Use word vectors to mathematically find words with similar meaning

Photography: Nika Charakova

1. Description

        In short, a word vector is nothing but a sequence of real numbers representing the meaning of a natural language word. This technology is an important enabler of useful NLP capabilities, enabling machines to "understand" human language. This article discusses how to use word vectors to programmatically compute the semantic similarity of texts, which is useful, for example, if you need to classify texts according to the topics they cover. It starts with a conceptual view and examples, then shows how to use spaCy, a leading NLP Python library, to determine semantic similarity of text.

2. The concept of word vector

        So let's take a conceptual look at word vectors so you can get a basic idea of ​​how to mathematically compute semantic similarity between words represented in vector form. You'll then look at spaCy's similarity() method, which compares the word vectors of container objects (Doc, Span, Token) to determine how close they are in meaning.

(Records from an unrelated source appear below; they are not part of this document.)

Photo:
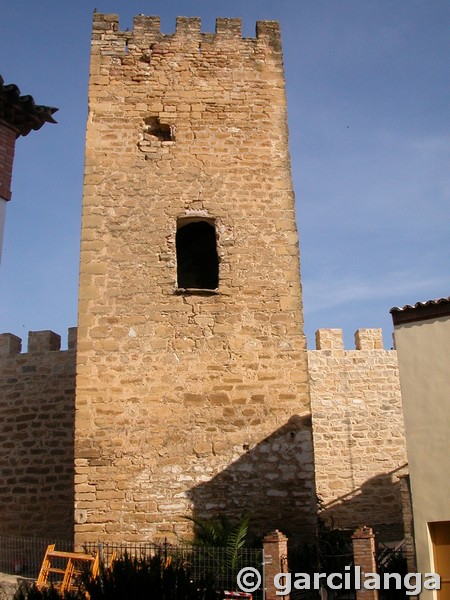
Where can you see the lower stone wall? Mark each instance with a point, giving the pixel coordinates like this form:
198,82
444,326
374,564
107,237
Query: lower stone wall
358,430
357,424
37,410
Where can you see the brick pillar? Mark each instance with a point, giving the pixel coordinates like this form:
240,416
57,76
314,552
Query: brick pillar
275,557
364,557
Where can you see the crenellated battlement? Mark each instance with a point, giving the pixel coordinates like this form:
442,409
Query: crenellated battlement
38,342
365,339
147,31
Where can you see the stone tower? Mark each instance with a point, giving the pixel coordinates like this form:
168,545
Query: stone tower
192,390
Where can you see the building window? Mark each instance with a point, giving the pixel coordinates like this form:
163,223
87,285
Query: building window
197,258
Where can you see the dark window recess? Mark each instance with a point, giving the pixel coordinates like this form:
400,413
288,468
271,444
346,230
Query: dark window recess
197,259
161,131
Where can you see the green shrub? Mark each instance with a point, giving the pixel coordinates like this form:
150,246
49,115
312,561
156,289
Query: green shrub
157,578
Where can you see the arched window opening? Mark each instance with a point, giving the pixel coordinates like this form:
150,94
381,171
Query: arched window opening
197,258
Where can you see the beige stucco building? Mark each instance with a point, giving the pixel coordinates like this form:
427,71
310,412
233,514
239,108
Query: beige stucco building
422,339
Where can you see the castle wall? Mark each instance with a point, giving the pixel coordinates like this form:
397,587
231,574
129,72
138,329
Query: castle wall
358,428
189,402
37,393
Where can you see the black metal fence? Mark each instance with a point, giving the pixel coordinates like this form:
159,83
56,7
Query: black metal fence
23,556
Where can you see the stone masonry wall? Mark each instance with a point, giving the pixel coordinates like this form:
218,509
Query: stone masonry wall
359,443
37,394
189,402
7,147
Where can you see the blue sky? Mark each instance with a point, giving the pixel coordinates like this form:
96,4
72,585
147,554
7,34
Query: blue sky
368,100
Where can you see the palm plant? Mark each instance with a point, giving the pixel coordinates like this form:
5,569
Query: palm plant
227,537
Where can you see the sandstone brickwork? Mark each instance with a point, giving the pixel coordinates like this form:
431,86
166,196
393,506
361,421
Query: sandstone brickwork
37,393
189,401
358,428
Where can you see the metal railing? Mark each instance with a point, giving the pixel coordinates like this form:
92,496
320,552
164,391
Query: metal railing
23,556
203,563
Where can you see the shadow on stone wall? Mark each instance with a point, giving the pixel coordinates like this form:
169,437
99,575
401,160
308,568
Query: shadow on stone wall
379,495
273,481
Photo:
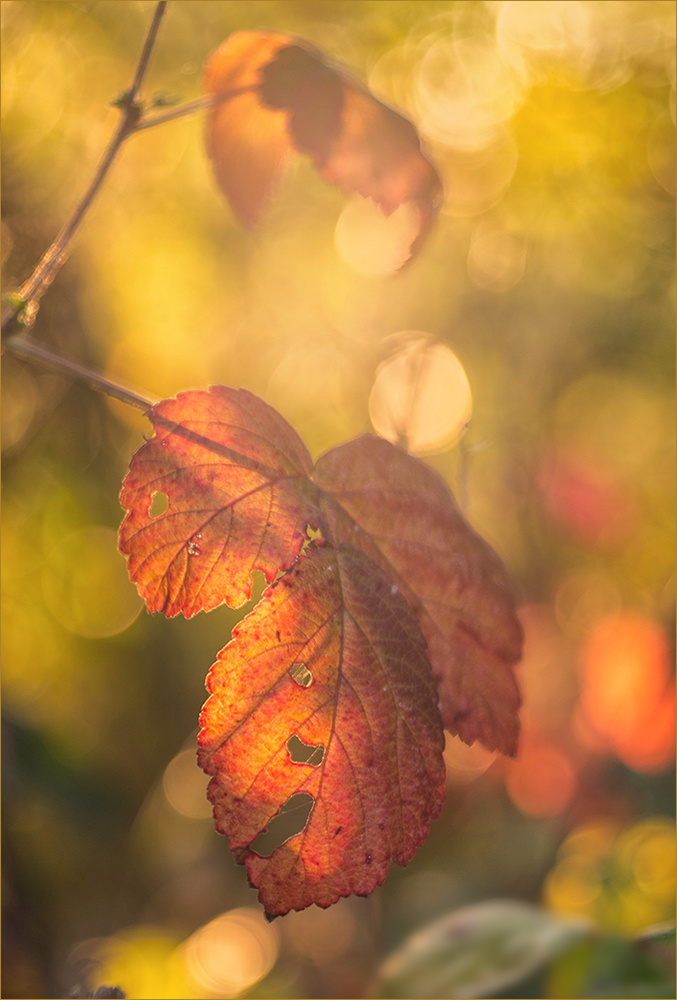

        In statistical modeling, words are mapped to vectors of real numbers that reflect the semantic similarity of words. You can imagine the word vector space as a cloud where word vectors with similar meanings are located nearby. For example, the vector representing the word "apple" should be closer to the vector for the word "pear" than it is for the word "car". Since the first two refer to edible fruits, the latter refers to four-wheeled road vehicles. To generate these vectors, you need to encode the meaning of these words. Actually, there are several ways of encoding meaning.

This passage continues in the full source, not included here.